Masalah muncul ketika PT. Portanigra menuduh tiga mandor itu membuat girik palsu dan menjual lagi tanah tersebut ke beberapa pihak. Kasus pemalsuan girik ini ditemukan oleh Operasi Pemulihan Keamanan dan Ketertiban Pusat pimpinan Laksamana Sudomo pada 1978. Dalam proses pemeriksaan, 3 mandor tadi mengaku menjual kembali girik tanah yang telah dibebaskan tersebut kepada enam pihak dengan menggunakan surat-surat palsu yaitu, Pemprov DKI Jakarta seluas 15 hektare untuk proyek lintas Tomang seluas 15 hektare seharga Rp. 200 rupiah per meter persegi pada tahun 1974, PT Labrata seluas 4 hektare, PT Intercone Enterprize 2 hektare (Perumahan mewah Taman Kebon Jeruk seluas 150 Hektar yang juga meliputi area Meruya Selatan), PT Copylas 2.5 hektare pada tahun 1975, Drs Junus Djafar 2,2 hektare, dan Koperasi BRI 3,5 hektare pada 1977.

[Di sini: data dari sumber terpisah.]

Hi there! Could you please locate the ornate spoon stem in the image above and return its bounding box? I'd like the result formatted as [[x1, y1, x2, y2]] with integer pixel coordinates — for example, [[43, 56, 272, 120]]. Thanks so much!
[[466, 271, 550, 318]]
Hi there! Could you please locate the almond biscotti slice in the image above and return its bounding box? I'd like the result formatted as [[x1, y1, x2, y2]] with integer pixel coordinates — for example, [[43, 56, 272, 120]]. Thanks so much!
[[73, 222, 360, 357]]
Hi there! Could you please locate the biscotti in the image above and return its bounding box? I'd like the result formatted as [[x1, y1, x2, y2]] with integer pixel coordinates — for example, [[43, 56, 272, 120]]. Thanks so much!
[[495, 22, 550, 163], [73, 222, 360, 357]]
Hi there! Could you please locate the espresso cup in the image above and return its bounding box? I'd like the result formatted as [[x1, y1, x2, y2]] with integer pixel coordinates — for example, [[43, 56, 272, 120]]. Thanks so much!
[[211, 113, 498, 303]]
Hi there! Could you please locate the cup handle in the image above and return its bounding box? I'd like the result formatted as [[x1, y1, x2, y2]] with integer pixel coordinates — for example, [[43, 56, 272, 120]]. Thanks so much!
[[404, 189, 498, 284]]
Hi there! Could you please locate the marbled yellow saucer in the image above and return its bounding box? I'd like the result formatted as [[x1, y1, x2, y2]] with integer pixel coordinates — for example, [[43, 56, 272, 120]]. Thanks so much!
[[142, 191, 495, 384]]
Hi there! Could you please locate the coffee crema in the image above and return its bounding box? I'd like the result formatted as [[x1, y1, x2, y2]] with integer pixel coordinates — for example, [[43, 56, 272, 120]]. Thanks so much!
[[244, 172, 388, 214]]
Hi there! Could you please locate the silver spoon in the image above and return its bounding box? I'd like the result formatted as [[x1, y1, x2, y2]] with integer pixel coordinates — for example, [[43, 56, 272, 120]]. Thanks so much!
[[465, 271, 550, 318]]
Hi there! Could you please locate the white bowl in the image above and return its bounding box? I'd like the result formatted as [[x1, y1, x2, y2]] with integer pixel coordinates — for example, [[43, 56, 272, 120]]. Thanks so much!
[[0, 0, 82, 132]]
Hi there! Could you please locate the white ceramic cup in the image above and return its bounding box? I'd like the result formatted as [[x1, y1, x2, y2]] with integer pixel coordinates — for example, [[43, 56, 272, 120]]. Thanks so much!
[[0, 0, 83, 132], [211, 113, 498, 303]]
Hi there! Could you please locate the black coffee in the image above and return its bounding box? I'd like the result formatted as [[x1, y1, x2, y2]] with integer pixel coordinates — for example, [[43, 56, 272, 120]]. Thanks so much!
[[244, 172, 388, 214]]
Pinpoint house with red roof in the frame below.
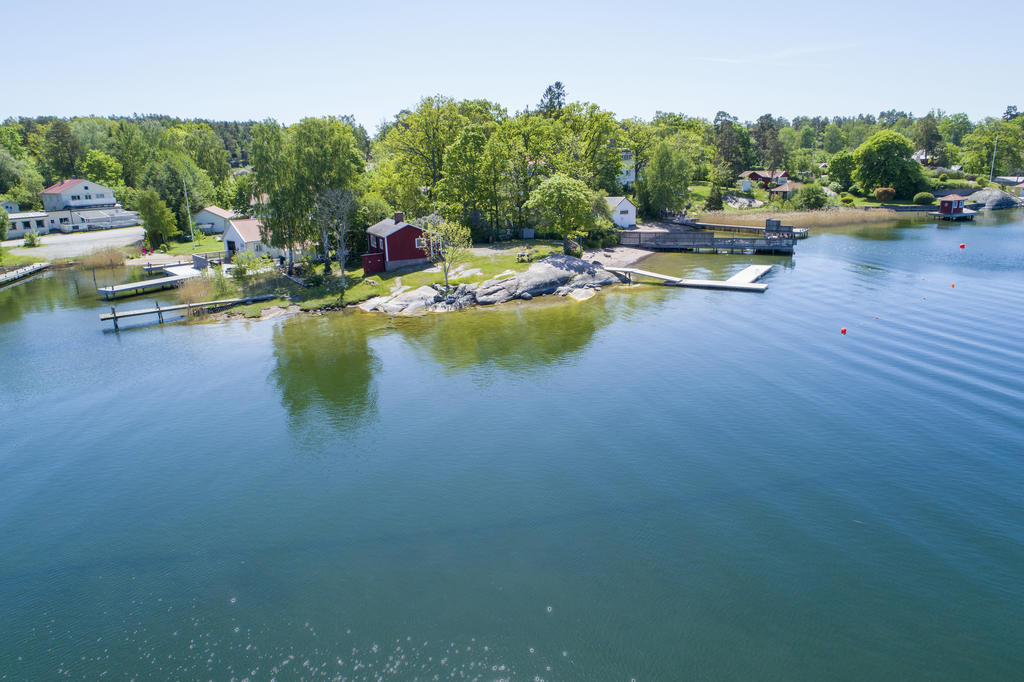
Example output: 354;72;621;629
42;177;118;211
193;206;240;235
362;211;427;274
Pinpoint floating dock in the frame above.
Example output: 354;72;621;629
605;265;774;293
99;294;276;331
0;258;50;287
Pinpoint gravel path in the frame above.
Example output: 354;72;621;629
3;227;145;259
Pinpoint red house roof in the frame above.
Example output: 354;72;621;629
42;177;85;195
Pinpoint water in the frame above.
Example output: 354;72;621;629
0;212;1024;680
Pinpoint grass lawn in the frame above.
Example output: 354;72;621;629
223;240;562;317
161;232;224;256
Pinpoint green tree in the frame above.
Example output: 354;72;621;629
828;151;857;188
136;188;178;248
82;150;124;187
637;140;692;217
420;215;471;292
526;173;596;252
43;119;82;180
821;123;846;154
853;130;925;198
537;81;565;119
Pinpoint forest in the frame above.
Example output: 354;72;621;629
0;83;1024;258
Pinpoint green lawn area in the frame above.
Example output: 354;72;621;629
222;240;562;317
161;232;224;256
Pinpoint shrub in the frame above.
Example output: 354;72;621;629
874;187;896;202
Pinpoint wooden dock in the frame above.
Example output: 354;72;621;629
605;265;774;293
99;294;276;331
0;263;50;287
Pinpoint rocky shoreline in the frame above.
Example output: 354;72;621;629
358;254;626;315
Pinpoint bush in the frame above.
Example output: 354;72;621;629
874;187;896;202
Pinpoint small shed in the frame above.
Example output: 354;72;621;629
604;197;637;227
362;211;427;274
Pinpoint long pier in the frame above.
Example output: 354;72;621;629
99;294;276;331
0;263;50;287
605;265;773;293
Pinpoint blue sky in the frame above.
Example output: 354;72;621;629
6;0;1024;132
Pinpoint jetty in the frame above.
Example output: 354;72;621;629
0;258;50;287
618;218;807;254
96;251;225;300
605;265;774;293
99;294;276;331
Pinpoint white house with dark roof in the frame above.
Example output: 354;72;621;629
42;177;118;211
604;197;637;227
193;206;239;235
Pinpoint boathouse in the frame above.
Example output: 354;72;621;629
362;211;427;274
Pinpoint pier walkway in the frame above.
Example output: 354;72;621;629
605;265;773;293
0;258;50;287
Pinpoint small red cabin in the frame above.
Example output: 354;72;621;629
939;195;967;215
362;212;427;274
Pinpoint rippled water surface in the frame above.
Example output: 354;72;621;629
0;211;1024;680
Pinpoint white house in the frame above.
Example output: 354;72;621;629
42;177;117;211
7;211;49;240
604;197;637;227
193;206;239;235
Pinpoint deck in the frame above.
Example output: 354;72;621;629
605;265;773;293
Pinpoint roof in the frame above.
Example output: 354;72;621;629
769;182;804;191
367;218;423;237
42;177;87;195
230;218;262;244
201;206;236;220
604;197;633;208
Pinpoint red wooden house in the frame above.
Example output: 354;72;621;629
362;212;427;274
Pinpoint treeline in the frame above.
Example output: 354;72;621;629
0;89;1024;249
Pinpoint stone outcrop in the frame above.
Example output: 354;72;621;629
359;254;623;314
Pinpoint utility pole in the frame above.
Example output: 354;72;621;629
181;175;196;251
988;132;999;182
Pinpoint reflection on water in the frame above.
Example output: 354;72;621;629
273;313;380;434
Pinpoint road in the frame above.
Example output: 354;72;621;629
3;227;145;260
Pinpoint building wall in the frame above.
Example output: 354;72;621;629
387;225;427;261
42;180;117;211
611;199;637;227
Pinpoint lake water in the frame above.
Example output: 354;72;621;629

Di sinilah kemudian Pemda DKI Jakarta juga mulai masuk dalam persoalan. Pada 1986, Djuhri dinyatakan bersalah dan divonis hukuman percobaan selama satu tahun oleh Pengadilan Negeri Jakarta Barat. Selanjutnya Juhri harus menyediakan lahan seluas tiga hektar dan uang senilai Rp 175 juta. Khususnya untuk uang itu sendiri, Juhri menyerahkan uang tunai senilai Rp 57 juta dan sisanya dalam bentuk penyerahan lahan yang terdiri atas satu hektar tanah di Tambun, dan satu hektar di Kebon Kacang atau kawasan Ciledug. Di tingkat banding, Yahya terkena vonis setahun penjara, kasasinya ditolak Mahkamah Agung sehingga ia harus masuk penjara pada 1989. Sedangkan barang bukti diserahkan kepada yang berhak yakni PT. Portanigra dan girik palsunya dimusnahkan. Persoalan itu juga sudah selesai saat kuasa dari PT Portanigra yang diwakili oleh Mayjen TNI AL (Purn) Mohammad Anwar.

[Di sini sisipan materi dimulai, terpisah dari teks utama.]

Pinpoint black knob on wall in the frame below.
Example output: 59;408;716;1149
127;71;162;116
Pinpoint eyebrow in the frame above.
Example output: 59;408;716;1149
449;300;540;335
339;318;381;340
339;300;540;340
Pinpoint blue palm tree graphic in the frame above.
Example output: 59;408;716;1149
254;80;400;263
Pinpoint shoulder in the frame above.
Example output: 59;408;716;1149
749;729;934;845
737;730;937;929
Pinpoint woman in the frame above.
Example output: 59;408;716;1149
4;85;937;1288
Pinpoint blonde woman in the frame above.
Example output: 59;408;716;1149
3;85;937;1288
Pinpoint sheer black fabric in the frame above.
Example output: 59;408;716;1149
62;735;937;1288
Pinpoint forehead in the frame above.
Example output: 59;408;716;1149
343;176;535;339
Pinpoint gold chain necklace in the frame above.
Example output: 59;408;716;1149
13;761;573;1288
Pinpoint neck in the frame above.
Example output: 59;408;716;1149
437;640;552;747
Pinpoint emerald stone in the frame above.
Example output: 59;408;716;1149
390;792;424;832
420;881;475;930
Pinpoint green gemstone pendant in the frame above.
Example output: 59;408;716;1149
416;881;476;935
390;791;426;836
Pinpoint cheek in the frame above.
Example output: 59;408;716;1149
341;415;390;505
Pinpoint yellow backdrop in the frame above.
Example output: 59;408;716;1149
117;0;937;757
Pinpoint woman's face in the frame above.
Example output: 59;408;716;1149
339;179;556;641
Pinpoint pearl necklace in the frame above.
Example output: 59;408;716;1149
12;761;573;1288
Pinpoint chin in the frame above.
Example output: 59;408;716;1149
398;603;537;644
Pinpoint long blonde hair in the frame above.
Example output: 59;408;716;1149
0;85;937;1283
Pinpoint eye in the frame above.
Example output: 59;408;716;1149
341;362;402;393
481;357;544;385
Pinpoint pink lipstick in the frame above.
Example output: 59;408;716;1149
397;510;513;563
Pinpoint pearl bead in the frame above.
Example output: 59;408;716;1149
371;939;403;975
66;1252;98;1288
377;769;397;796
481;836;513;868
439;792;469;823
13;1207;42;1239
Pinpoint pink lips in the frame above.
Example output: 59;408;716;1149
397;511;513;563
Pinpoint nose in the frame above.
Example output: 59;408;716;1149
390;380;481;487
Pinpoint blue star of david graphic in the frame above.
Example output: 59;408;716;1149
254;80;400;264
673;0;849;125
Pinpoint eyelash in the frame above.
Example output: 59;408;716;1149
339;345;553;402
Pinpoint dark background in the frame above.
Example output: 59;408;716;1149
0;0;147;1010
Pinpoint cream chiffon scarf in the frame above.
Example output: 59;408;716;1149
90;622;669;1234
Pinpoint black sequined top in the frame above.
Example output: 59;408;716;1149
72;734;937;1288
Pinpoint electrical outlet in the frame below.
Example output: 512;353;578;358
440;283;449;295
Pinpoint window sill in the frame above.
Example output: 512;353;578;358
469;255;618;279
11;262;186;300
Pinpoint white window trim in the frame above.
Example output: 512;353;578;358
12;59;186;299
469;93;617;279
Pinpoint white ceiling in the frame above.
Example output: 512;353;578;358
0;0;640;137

Rupanya saat proses persidangan berjalan, tanah itu sudah berpindah tangan beberapa kali alias tanah tersebut diperjual-belikan dan dibangun warga. Ribuan warga bahkan kemudian mendapat SERTIFIKAT TANAH dari Badan Pertanahan Nasional (BPN). Sertifikat untuk hak milik ada 4.228, sertifikat hak guna bangunan 1.908 bidang dan sertifikat hak pakai 90 bidang diatas lokasi tanah tersebut. Dari semua sertifikat itu, ada pula yang digunakan sebagai jaminan yaitu sertifikat hak milik 451 bidang dan hak sertifikat guna bangunan 312 bidang. Entah dari mana sumber girik yang mereka dapatkan untuk kemudian dijadikan sertifikat. Padahal, girik aslinya seharusnya sudah dikembalikan pada PT Portanigra, sedangkan girik palsu sudah dimusnahkan.

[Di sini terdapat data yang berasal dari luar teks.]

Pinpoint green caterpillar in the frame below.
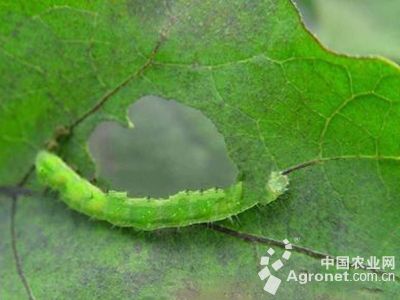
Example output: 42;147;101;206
36;151;289;230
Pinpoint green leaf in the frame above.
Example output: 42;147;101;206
296;0;400;61
0;0;400;299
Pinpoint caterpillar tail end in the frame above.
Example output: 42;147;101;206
260;171;289;205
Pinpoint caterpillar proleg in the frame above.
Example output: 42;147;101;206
36;151;289;230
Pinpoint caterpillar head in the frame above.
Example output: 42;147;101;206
262;171;289;204
35;151;66;186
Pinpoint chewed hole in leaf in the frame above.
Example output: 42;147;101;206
89;96;237;197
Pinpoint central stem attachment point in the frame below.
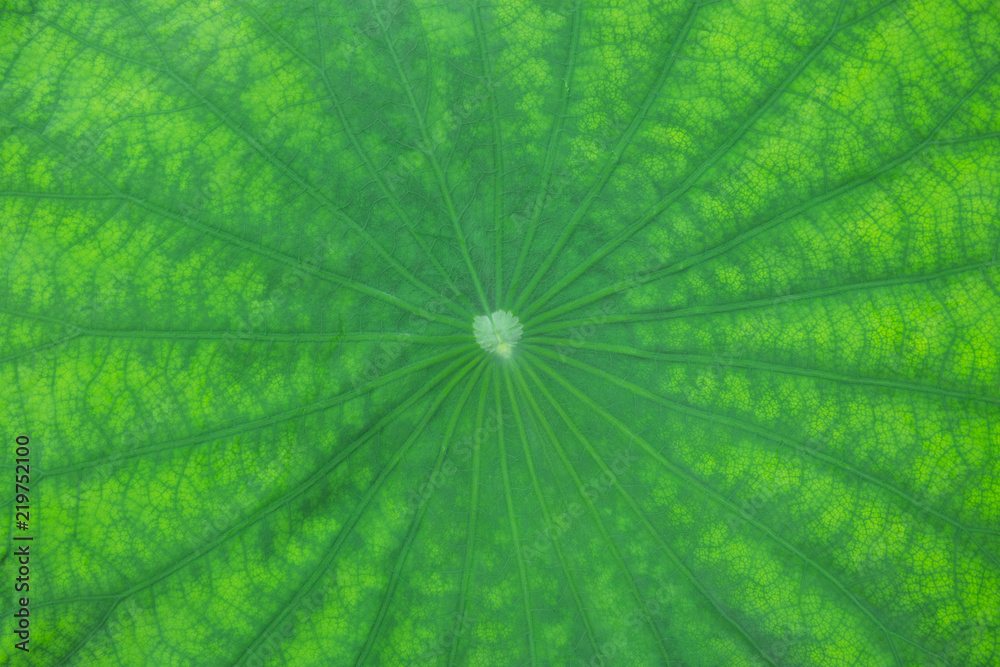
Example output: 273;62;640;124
472;310;524;359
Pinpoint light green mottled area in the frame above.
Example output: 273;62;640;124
0;0;1000;667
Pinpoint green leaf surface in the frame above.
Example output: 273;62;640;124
0;0;1000;667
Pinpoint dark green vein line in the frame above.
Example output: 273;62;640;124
503;0;584;305
472;0;504;308
39;8;472;324
497;366;538;665
535;58;1000;323
513;366;672;665
525;259;997;334
531;348;1000;544
0;114;468;330
525;360;773;664
494;372;601;655
236;359;481;665
48;353;476;663
38;345;479;480
448;370;496;667
979;269;1000;298
354;356;490;665
522;337;1000;404
232;2;471;315
514;2;701;310
524;4;900;317
529;350;912;665
372;0;490;313
526;360;773;664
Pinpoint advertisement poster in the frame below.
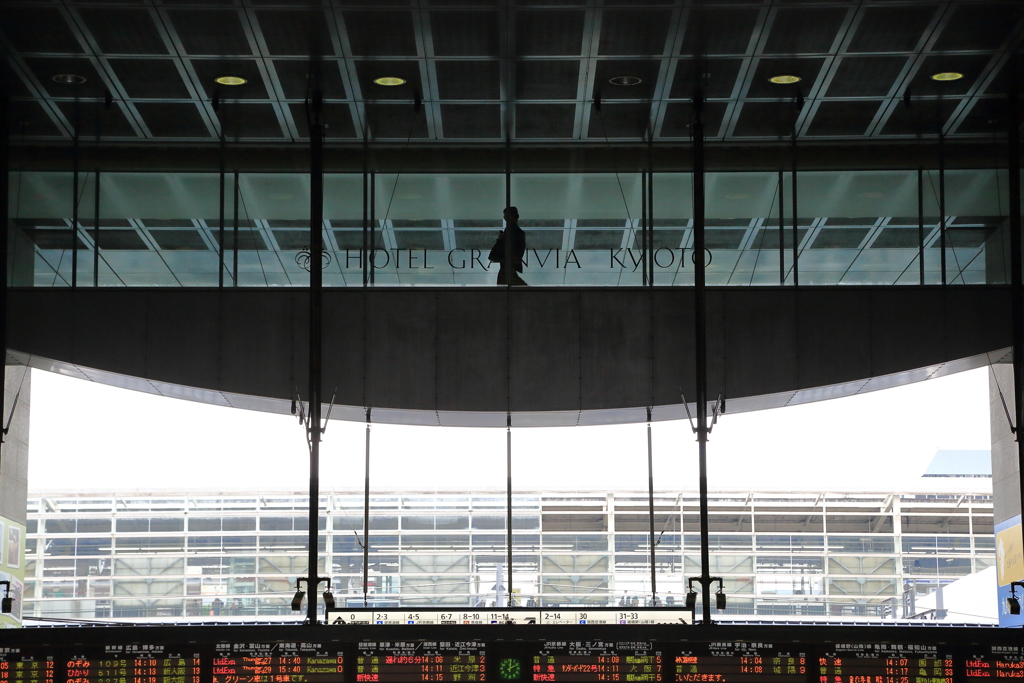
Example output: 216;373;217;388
995;515;1024;627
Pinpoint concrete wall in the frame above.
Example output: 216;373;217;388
9;287;1011;425
0;366;32;524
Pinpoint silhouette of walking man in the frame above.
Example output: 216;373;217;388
487;206;526;286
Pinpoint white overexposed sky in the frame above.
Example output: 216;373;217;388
29;368;991;494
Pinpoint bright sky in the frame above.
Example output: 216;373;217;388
29;369;991;493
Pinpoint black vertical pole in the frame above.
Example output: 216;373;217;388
362;408;372;607
1007;93;1024;540
918;168;925;285
217;134;225;288
939;130;946;285
647;405;657;607
693;88;711;625
306;84;324;625
792;137;800;287
92;174;99;287
231;171;241;287
71;129;79;289
778;168;785;286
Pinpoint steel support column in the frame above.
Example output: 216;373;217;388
306;85;324;625
693;88;708;624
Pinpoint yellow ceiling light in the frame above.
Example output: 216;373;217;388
53;74;85;85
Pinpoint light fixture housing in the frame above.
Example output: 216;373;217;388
53;74;85;85
608;76;643;87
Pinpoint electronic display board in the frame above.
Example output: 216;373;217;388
673;641;809;683
818;642;954;683
964;645;1024;679
355;641;487;683
209;634;345;683
528;640;665;682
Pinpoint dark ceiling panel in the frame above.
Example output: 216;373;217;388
289;102;355;138
679;7;760;56
273;59;347;99
191;59;268;99
587;102;650;139
746;57;824;98
670;59;743;98
149;230;210;251
441;104;502;137
599;9;672;55
849;4;938;52
732;102;796;137
135;102;210;137
167;9;252;56
932;2;1024;51
807;101;882;135
515;59;580;99
108;59;189;99
515;10;585;56
811;227;870;249
826;56;907;97
910;54;992;96
25;57;106;97
594;59;662;99
430;11;499;57
882;99;959;135
57;102;136;137
0;7;83;54
7;99;61;137
217;102;283;139
367;103;427;140
78;7;167;54
256;9;334;56
515;104;575;137
764;7;847;54
434;59;501;99
662;102;728;137
344;10;417;57
355;60;423;101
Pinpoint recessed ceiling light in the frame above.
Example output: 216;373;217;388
53;74;85;85
608;76;643;85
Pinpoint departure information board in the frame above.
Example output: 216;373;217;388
355;641;487;683
818;643;954;683
529;640;664;681
209;642;345;683
673;641;808;683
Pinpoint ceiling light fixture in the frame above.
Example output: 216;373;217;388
608;76;643;86
53;74;85;85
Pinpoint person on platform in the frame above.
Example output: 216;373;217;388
487;206;526;287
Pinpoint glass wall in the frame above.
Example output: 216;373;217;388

Memasuki tahun 1991, kasus ini muncul kembali. Berbekal putusan pidana tadi PT Portanigra menggugat Juhri yang dianggap telah melakukan kecurangan dalam penyediaan lahan dan dikenai Pasal 385 dan 386 KUHP. ”Namun, berdasarkan pemeriksaan Polda Metro Jaya dinyatakan tidak ada bukti. Hal ini berarti permasalahan itu sudah selesai, namun anehnya tiba-tiba muncul kembali bahkan luas arealnya juga bertambah," kata Djunaidi SH (Republika 7/5/07). PT. Portanigra kemudian menggugat perdata ketiga mandor tersebut pada 1996. Ketika itu, Pengadilan Negeri Jakarta Barat sudah meletakkan sita jaminan terhadap tanah seluas 44 hektare yang diklaim milik PT Portanigra. Gugatan ini sempat ditolak di tingkat pertama dan banding. Namun, pada 2001, nasib berbalik memihak PT Portanigra ketika perkara sampai di Mahkamah Agung. Mahkamah memenangkan PT Portanigra. ”Putusan perkara pidana dan bukti jual-beli memang jadi pegangan putusan kasasi,” kata Nurhadi, Kepala Biro Hukum dan Hubungan Masyarakat Mahkamah Agung.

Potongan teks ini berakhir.